Tuesday's magnitude-7 quake and the 5.7 jolt on Saturday were not linked, even though they were on the same plate, GNS seismologist Lara Bland said.
"The only coincidence is that they're large, deep earthquakes – but in terms of whether one had been caused by the other, we don't see them connected in that way."
The latest rattles did not increase the chance of a devastating quake crippling the North Island. "We definitely don't look at them as making it more likely – the risk is still the same.
"As always, most of New Zealand could have an earthquake at any time, but that likelihood has not changed because of these two earthquakes."
Most of the country felt Tuesday night's quake, which struck 60 kilometres south of Opunake at a depth of 230km, and was followed by a 4.6 aftershock nine minutes later.

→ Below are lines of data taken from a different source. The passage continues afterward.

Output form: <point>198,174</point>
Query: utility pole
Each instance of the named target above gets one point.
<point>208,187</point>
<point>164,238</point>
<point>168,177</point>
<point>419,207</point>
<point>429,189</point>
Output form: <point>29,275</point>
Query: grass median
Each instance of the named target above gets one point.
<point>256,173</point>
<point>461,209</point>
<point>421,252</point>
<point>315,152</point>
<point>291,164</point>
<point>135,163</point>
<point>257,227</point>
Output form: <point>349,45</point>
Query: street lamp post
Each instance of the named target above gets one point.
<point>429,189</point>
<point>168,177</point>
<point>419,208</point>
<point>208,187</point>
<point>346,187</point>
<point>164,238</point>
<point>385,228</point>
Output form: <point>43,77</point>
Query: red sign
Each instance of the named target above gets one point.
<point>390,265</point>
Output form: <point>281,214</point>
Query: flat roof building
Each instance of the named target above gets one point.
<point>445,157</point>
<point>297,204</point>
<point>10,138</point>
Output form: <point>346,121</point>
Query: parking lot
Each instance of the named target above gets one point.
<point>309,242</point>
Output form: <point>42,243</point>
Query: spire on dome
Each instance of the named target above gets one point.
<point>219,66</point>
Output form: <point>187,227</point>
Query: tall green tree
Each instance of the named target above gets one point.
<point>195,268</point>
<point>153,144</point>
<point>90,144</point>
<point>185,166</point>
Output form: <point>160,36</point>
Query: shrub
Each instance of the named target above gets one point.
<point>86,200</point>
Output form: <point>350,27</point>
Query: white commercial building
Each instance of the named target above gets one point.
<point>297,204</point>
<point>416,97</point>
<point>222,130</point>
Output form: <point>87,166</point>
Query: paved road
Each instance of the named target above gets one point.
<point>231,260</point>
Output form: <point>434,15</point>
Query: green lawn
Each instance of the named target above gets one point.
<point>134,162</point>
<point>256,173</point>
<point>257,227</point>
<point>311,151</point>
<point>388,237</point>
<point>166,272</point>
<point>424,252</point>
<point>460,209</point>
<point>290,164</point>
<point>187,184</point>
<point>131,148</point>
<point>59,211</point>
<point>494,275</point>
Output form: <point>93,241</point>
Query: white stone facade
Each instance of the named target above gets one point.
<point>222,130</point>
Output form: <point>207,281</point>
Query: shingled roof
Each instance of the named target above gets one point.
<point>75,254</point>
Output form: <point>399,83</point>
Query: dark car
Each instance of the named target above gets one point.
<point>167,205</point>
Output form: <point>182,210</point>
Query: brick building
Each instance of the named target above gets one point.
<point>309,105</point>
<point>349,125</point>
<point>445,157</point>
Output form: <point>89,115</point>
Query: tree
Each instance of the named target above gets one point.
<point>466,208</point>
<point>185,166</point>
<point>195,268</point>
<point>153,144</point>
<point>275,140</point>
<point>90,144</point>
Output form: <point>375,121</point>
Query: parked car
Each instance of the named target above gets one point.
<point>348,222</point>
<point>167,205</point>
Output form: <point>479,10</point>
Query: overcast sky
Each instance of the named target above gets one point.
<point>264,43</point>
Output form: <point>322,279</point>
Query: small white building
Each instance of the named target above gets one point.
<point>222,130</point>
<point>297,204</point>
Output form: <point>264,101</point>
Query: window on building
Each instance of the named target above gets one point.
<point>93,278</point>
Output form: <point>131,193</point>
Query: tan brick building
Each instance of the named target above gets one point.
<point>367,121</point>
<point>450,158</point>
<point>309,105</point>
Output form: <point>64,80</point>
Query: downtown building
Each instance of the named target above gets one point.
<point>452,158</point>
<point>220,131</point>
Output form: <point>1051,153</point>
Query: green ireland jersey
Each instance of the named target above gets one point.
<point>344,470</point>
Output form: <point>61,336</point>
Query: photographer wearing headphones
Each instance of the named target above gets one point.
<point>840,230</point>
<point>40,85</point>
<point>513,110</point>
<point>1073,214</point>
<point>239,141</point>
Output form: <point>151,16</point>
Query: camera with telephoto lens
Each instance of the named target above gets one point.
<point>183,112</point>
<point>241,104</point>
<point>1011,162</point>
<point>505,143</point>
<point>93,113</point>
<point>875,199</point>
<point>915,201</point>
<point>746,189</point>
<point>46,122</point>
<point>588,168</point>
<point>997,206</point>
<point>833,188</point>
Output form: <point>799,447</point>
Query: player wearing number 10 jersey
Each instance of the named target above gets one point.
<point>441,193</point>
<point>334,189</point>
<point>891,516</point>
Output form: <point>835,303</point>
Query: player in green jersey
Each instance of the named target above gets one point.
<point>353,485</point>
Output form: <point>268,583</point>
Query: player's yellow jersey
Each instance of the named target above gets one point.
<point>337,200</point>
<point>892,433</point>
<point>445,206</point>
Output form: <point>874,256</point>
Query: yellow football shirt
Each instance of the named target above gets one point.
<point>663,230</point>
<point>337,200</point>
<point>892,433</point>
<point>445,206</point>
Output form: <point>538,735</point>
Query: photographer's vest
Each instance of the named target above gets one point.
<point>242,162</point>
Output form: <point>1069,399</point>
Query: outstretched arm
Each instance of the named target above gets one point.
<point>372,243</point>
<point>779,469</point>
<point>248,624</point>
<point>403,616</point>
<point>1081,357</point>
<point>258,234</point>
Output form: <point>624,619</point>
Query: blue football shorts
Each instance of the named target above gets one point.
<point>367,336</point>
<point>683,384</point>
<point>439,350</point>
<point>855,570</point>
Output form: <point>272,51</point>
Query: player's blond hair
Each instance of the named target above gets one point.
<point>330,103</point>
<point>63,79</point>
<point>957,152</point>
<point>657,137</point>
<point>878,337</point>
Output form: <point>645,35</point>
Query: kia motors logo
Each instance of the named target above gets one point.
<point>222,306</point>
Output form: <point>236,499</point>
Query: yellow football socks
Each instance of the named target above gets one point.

Saturday's shake, which struck at 12.50pm, was centred 10km south of Turangi at a depth of 90km. It was less severe, but still widely felt, Ms Bland said.
The quake would have been felt stronger further away from the epicentre because the energy from the tectonic plate dipping under the North Island followed the easiest path, which was to the east, she said.
Because of the depth of the quakes, the damage to homes and businesses was minimal.
The Earthquake Commission had received 339 claims, most from the lower North Island, as of Friday. A spokesman said most of the claims were of low value.
"Most of them are pretty minor – almost all are contents claims."